Leo Kelly (1927-2014) was many things, including (but not limited to) a prize-winning boxer, devout Catholic, amateur astronomer, self-taught photographer, secret painter, extreme house renovator, religious visionary, and inveterate rock collector. Kelly lived his whole life in the small mining town of Queenstown on Tasmania’s west coast. He never exhibited his art, which was first shown publicly two years after his death. Kelly's practice can easily be framed using deeply stigmatising and reductive clichés associated with so-called “outsider” artists: his story perfectly echoes the narratives of discovery and salvage that invariably mark the art-world appearance of artists categorised in this way. This paper tracks the impact of such preconceptions on posthumous interpretations of Kelly’s work. The handling of artists’ estates impacts the writing of art history in a very direct and practical way, particularly when the artist was not widely known as such at the time of their death, and when much of their creative output was not immediately recognisable as art. In this paper, I seek an alternative art historical framework for considering Kelly’s practice, and grapple with the challenges thrown up by my own and others’ presumptions about the meaning and significance of his body of work.

Biographies

Dr Anna Parlane, Monash University

Anna Parlane is Lecturer, Art History and Theory in Monash University’s Faculty of Art, Design and Architecture. Within a research area broadly including contemporary art and its recent histories, Anna has a particular interest in how alternative or marginalised epistemologies can be expressed through art practice. She is a co-researcher on the ARC Discovery Project Recentring Australian Art and a founding member and regular contributor to Memo Review. Her work has also appeared in peer-reviewed and industry publications including Burlington Contemporary, The Journal of New Zealand Studies, Discipline, emaj, Reading Room and Art in Australia.
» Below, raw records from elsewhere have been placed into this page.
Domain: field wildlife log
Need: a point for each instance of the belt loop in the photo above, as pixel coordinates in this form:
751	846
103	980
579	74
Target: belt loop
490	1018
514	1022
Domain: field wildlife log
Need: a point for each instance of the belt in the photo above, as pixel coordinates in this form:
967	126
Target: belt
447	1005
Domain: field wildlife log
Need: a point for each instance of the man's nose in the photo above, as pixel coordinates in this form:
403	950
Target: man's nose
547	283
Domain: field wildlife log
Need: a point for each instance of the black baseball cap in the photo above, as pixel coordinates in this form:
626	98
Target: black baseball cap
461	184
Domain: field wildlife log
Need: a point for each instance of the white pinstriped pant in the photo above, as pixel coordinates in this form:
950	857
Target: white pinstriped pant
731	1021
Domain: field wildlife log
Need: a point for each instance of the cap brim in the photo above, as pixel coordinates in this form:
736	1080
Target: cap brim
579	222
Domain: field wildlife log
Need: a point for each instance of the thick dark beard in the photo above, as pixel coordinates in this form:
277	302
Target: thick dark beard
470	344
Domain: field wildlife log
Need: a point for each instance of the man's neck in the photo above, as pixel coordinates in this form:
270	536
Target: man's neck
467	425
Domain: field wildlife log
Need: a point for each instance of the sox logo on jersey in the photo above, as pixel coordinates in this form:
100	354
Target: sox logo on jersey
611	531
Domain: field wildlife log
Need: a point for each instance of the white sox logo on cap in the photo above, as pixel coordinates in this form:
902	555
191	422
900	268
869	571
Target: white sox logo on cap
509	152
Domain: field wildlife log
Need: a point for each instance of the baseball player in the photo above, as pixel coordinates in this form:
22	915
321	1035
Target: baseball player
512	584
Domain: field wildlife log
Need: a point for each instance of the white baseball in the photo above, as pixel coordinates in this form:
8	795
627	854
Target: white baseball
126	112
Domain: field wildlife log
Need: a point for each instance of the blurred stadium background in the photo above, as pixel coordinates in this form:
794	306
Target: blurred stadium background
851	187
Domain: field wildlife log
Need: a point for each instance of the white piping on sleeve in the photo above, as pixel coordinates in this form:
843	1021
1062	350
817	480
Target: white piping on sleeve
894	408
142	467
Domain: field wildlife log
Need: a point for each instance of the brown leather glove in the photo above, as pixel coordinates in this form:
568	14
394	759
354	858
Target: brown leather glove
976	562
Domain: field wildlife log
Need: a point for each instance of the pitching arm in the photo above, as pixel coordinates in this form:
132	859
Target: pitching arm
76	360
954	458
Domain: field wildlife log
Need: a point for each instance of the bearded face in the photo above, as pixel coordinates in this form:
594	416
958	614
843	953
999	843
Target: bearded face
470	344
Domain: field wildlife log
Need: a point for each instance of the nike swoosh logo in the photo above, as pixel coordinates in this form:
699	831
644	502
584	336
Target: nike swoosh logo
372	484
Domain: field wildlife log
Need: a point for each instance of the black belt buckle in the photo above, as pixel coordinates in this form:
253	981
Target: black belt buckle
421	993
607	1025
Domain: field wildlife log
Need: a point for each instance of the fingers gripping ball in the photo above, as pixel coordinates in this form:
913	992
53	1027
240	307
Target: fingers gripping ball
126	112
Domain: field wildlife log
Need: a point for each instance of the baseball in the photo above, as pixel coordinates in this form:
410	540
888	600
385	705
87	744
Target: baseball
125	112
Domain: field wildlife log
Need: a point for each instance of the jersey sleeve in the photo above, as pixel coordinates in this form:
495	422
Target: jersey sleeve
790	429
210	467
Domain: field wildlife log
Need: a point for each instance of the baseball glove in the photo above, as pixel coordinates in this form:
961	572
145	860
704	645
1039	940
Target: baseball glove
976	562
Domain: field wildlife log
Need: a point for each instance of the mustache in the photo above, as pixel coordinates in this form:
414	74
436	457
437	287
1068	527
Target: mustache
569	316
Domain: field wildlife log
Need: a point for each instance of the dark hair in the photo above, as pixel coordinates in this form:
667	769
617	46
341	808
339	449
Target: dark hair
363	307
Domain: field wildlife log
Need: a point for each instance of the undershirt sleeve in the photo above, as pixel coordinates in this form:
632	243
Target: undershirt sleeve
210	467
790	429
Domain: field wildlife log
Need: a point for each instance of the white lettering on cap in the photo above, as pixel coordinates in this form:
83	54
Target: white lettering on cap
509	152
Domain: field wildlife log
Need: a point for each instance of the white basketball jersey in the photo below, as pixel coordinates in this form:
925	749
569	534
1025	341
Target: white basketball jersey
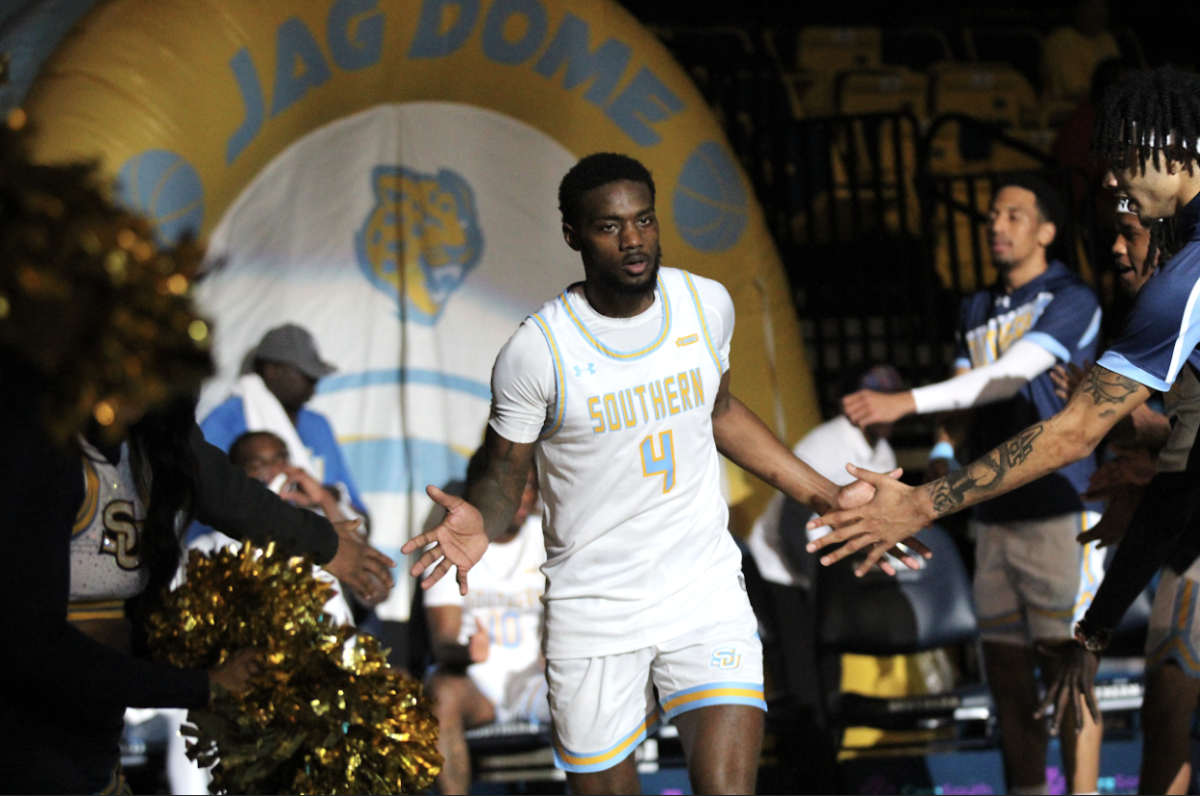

Dr Anthony White, University of Melbourne

Anthony White’s research focuses on the history of modern and contemporary art. His current project, “Recentring Australian Art”, investigates artists who have been overlooked by mainstream art history. He is the author of Italian Modern Art in the Age of Fascism (2020); with Grace McQuilten, of Art as Enterprise: Social and Economic Engagement in Contemporary Art (2016); and Lucio Fontana: Between Utopia and Kitsch (2011). He has written for Grey Room, October, Third Text, and Artforum. He curated the exhibitions “Jackson Pollock’s Blue Poles” (National Gallery of Australia, 2002) and “The Art of Making Sense” (The Dax Centre, 2008).


Wart, aka Jen Waterhouse, Artist

I have been working as an artist all my adult life. In 2019 I received an Australia Council grant to work with the publishing industry and produced three solid book ideas. I have exhibited since 1980, performed at Cementa, Carriageworks, and Performance Space, and had residencies in Venice and Bundanon. I recently received a Create NSW grant to create work about beauty, scrutiny and ostracisation, looking through the eyes of a Ibis, and a Pink Flamingo. The resulting 2021 exhibition “Eye See Pink, Black and White” was at Rogue Pop Up Gallery. I have a studio in St Peters, Sydney.